When the issue is conflicts of interest in biomedical research, debate is generally centered not on whether to regulate but how much to regulate. Yet while state legislatures, medical schools and health care associations weigh in with varying ideas for oversight of doctors and their drug-rep-provided free lunches, one Harvard professor of medicine is organizing an opposing army.

Thomas Stossel, the American Cancer Society Professor of Medicine at Harvard Medical School, is spearheading a new nonprofit professional organization that is, according to Stossel’s preliminary description, “to be a forum for what we believe is a hitherto silent majority of individuals engaged in clinical service, medical education and medical innovation ready to oppose a small but well organized and well-funded coterie responsible for an anti-industry movement.”

Thomas Stossel

The Association of Clinical Researchers and Educators (ACRE), slated to hold its charter conference this month, will be led by a steering committee consisting of physicians from Harvard Medical School, the State University of New York Downstate and the Mayo Clinic.
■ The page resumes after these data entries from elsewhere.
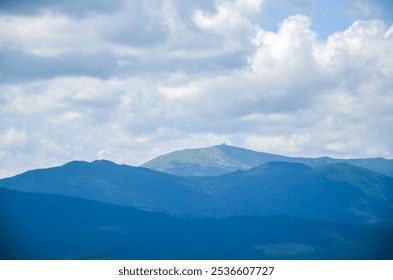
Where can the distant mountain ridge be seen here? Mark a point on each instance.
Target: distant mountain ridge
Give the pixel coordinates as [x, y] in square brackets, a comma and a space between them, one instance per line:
[336, 192]
[59, 227]
[276, 210]
[221, 159]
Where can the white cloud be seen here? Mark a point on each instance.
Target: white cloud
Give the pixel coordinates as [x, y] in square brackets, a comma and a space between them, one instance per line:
[291, 93]
[288, 145]
[364, 9]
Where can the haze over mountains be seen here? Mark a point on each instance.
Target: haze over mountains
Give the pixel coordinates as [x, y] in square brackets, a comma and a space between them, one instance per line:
[223, 158]
[283, 208]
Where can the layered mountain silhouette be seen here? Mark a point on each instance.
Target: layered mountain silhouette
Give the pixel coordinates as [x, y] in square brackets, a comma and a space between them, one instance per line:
[279, 209]
[42, 226]
[223, 158]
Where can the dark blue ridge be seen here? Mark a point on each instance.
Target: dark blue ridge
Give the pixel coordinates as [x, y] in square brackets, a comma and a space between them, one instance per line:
[42, 226]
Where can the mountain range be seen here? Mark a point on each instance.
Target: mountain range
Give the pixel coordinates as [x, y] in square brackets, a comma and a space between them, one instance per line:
[221, 159]
[281, 209]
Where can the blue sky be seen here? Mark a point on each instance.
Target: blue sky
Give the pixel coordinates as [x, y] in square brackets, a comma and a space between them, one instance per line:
[128, 80]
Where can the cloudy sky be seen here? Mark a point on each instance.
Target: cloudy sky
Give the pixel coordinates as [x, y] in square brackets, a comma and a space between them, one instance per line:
[128, 80]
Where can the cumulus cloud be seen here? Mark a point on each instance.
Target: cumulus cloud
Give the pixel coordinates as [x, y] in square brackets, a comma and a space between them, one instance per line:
[165, 76]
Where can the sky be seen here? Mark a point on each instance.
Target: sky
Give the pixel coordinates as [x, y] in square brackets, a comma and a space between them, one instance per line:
[128, 80]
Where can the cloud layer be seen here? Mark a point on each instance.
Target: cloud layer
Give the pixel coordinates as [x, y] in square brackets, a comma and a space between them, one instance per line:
[136, 79]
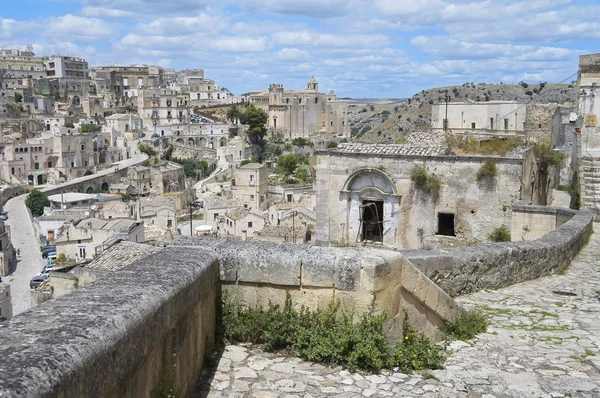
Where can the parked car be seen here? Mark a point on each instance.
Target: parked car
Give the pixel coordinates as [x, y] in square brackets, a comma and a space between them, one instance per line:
[38, 280]
[47, 250]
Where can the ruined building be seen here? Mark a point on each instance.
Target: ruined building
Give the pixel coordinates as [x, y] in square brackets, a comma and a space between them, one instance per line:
[297, 114]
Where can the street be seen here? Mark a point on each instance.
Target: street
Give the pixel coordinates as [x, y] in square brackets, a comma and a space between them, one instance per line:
[30, 262]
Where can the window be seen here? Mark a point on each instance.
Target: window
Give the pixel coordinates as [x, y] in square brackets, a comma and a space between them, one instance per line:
[446, 224]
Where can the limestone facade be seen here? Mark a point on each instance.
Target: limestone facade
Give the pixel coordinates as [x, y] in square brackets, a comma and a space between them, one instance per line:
[296, 114]
[373, 183]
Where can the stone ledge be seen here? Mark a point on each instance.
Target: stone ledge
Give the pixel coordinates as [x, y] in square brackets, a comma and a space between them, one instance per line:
[92, 341]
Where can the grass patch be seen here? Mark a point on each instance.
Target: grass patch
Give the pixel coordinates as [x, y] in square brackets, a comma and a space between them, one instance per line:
[332, 335]
[487, 170]
[472, 146]
[468, 325]
[500, 234]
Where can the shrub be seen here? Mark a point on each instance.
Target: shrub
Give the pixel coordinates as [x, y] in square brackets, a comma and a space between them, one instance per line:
[36, 201]
[147, 149]
[428, 183]
[302, 142]
[500, 234]
[487, 170]
[467, 325]
[89, 128]
[416, 352]
[330, 335]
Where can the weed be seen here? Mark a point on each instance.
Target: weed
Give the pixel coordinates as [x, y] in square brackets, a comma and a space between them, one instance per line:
[331, 335]
[500, 234]
[467, 325]
[487, 170]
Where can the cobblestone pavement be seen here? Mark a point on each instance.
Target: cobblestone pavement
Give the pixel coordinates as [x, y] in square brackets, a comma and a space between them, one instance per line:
[30, 263]
[543, 342]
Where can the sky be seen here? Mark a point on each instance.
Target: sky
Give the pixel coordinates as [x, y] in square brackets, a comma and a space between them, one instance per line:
[359, 48]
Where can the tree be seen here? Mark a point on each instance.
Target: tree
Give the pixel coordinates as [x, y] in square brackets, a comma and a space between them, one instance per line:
[36, 201]
[287, 164]
[545, 156]
[234, 114]
[256, 119]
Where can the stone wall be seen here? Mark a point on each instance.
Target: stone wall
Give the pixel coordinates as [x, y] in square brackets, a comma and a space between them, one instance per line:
[260, 273]
[410, 215]
[138, 333]
[494, 265]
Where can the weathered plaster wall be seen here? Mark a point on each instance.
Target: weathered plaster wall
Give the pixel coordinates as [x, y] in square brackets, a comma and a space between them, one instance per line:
[411, 216]
[141, 330]
[494, 265]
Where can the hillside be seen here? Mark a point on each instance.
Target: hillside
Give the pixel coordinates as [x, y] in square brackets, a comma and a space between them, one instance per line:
[396, 121]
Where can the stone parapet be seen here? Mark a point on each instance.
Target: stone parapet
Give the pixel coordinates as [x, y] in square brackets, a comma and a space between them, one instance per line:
[142, 329]
[494, 265]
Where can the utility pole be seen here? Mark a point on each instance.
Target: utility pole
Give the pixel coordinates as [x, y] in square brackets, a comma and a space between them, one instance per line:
[447, 98]
[294, 226]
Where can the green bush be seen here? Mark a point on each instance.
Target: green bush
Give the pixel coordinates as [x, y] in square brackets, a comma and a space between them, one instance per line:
[330, 335]
[89, 128]
[147, 149]
[302, 142]
[487, 170]
[500, 234]
[36, 201]
[468, 325]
Thomas Sullivan, president of Rockpointe, a medical communications company that organizes educational symposia, often with pharmaceutical sponsorship, for doctors is helping Stossel with the group's formative steps; ACRE will be logistically managed by Diann Rohde and Associates -- Rohde being a former vice president at the National Multiple Sclerosis Society. So far, funding for ACRE has been covered completely out of pocket, though Stossel said he welcomes industry participation and support. The tentative schedule for July’s meeting includes more than two dozen speakers – doctors, industry representatives, health and patient association officials -- and topics range from policy explanation to the value of collaboration between medicine and industry (for which, of course, Stossel makes no apologies).

According to Stossel, the perceived risks of physician-industry relationships are too often demonized instead of assessed for value. “The damages are imaginary or speculative,” he said, adding that in the “crescendo” of anti-business sentiment in science and medicine, “no one wants to sign up to be abused by The New York Times or Senator Grassley.”

Sen. Charles Grassley of Iowa has certainly been at the forefront of the crusade against conflicts of interest in medicine -- making public revelations of wrongdoing and proposing stricter regulation through legislation -- and some of those high-profile conflict of interest cases have indeed inspired tighter scrutiny.

Harvard Medical School, for example, is reviewing its conflict of interest policies after Grassley last year uncovered that psychiatrist Joseph Biederman of Harvard-affiliated Massachusetts General Hospital received $1.6 million from companies that produced the drugs he used to treat children for bipolar disorders. Part of the push for review of conflict of interest policy came from Harvard Medical students who lobbied for faculty to be subject to a full disclosure policy. Also last year, the National Institutes for Health froze funding for an Emory University depression study because of a conflict of interest involving Charles Nemeroff, chairman of the psychiatry department and the study’s principal investigator. Nemeroff collected, but mostly did not disclose, about $2 million from pharmaceutical companies that, in some cases, produced the products he was using in his research.

According to Avi Markowitz, cancer research chair and professor at the University of Texas Medical Branch’s Comprehensive Cancer Center, and also the associate clinical director of oncology clinical trials there, those high-profile cases are not indicative of a widespread ethical problem in medicine or medicine-related industry.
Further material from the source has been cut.